At Harvard’s commencement last month, dropout Mark Zuckerberg told eager graduates to create a new social contract for their generation: “We should have a society that measures progress not just by economic metrics like GDP, but by how many of us have a role we find meaningful.” He then said to applause: “We should explore ideas like universal basic income to give everyone a cushion to try new things.” Who wouldn’t like three grand a month?
Having the government provide citizens with a universal basic income is the most bankrupt idea since socialism, but others in Silicon Valley still have been proselytizing money for nothing. “There will be fewer and fewer jobs that a robot cannot do better,” Tesla CEO Elon Musk said at the World Government Summit in Dubai earlier this year. “I think some kind of universal basic income is going to be necessary.”
Robert Reich, President Clinton’s labor secretary, summed up the wrongheaded thinking a few months ago: “We will get to a point, all our societies, where technology is displacing so many jobs, not just menial jobs but also professional jobs, that we’re going to have to take seriously the notion of a universal basic income.”
This is a false premise. All through history, automation has created more jobs than it destroyed. Washboards and wringers were replaced by increasingly inexpensive washing machines, while more women entered the workforce. Automated manufacturing and one-click buying has upended retail, yet throughout the U.S. millions of jobs go unfilled. With Amazon’s proposed purchase of Whole Foods , the online giant is primed finally to bring efficiency to the last mile of grocery shopping—but don’t count on all grocery jobs to disappear.
The economics, which they apparently stopped teaching at Harvard, are straightforward: Lowering the cost of goods and services through automation allows capital—financial and human—to attack even harder problems. Wake me up when we run out of problems.
These kinds of predictions aren’t new, and they’ve been wrong almost always. In 1930 John Maynard Keynes envisioned that his grandchildren would have a 15-hour workweek. Sam Altman, who runs the startup incubator Y Combinator, dabbles in similarly bold but meaningless statements. “We think everyone should have enough money to meet their basic needs—no matter what, especially if there are enough resources to make it possible,” he wrote last year, while admitting he has no idea “how it should look or how to pay for it.”
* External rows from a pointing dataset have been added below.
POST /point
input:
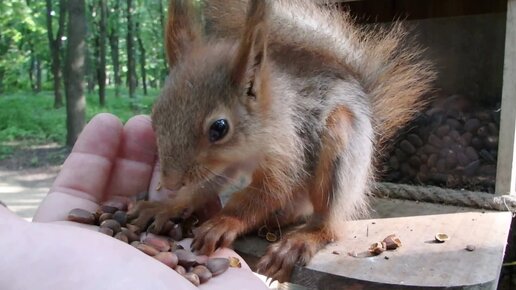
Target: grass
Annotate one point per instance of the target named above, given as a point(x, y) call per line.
point(29, 118)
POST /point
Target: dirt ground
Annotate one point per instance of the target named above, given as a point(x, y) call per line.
point(26, 176)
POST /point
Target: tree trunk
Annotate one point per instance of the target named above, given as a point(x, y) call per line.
point(55, 47)
point(101, 66)
point(141, 48)
point(74, 68)
point(164, 72)
point(32, 69)
point(38, 75)
point(113, 43)
point(92, 52)
point(131, 63)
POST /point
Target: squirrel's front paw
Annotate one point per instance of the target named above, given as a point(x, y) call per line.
point(297, 248)
point(153, 215)
point(218, 232)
Where to begin? First, the cost of a universal basic income would make free college for everyone look like austerity. The cost of anything the government touches tends to increase well faster than inflation—education, health care, housing. Price signals get distorted, but since Uncle Sam is paying, no one seems to care. Anyway, why stop at $3,000 a month? Why not $4,000 a month or $40,000? Everyone deserves a MacArthur genius grant!
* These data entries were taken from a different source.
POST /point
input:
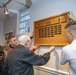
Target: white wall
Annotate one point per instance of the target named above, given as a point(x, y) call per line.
point(1, 33)
point(43, 9)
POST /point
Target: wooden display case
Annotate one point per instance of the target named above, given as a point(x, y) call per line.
point(51, 31)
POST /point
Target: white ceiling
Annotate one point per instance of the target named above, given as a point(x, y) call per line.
point(12, 7)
If last year’s presidential election proved anything, it’s that people want jobs, not handouts. The education system needs reform, but there are already two billion mobile classrooms built into smartphones world-wide. Paying people not to work means you’ll never get them back into the workforce. Why would you want to work when you can bang on a drum all day?
The U.S. is already turning European—I really think so. Remember the Obama administration’s “Life of Julia,” which glorified the nanny state? Every year more Democrats push single-payer health care because competition is deemed too messy. The safety net now has a safety net. These are all on the riverbank of paying people not to work. Universal basic income would be the final drowning of capitalism.
The bigger question is why all these Silicon Valley bigwigs are intent on giving away other people’s money. Perhaps it’s a misplaced sense of shame for their riches. Worse, some believe they are chosen to carry society on their backs while the teeming masses can be paid to idle along. Well, as long as they download the latest apps and are given enough to pay for wireless internet and an iPhone upgrade every few years. Facebook and videogames are already huge mind sinks. Add Mr. Musk’s Neuralink direct brain interface and no one will ever get off the couch.
Most millennials are hardworking and motivated, but have you noticed that the talk of universal basic income comes just as marijuana legalization is making more gains than ever? It’s already been legalized for recreational use in eight states and for medicinal purposes in 29. Universal basic income, combined with legal weed, could ruin an entire generation. We’ll never get them out of our collective basements. Thanks, Zuck.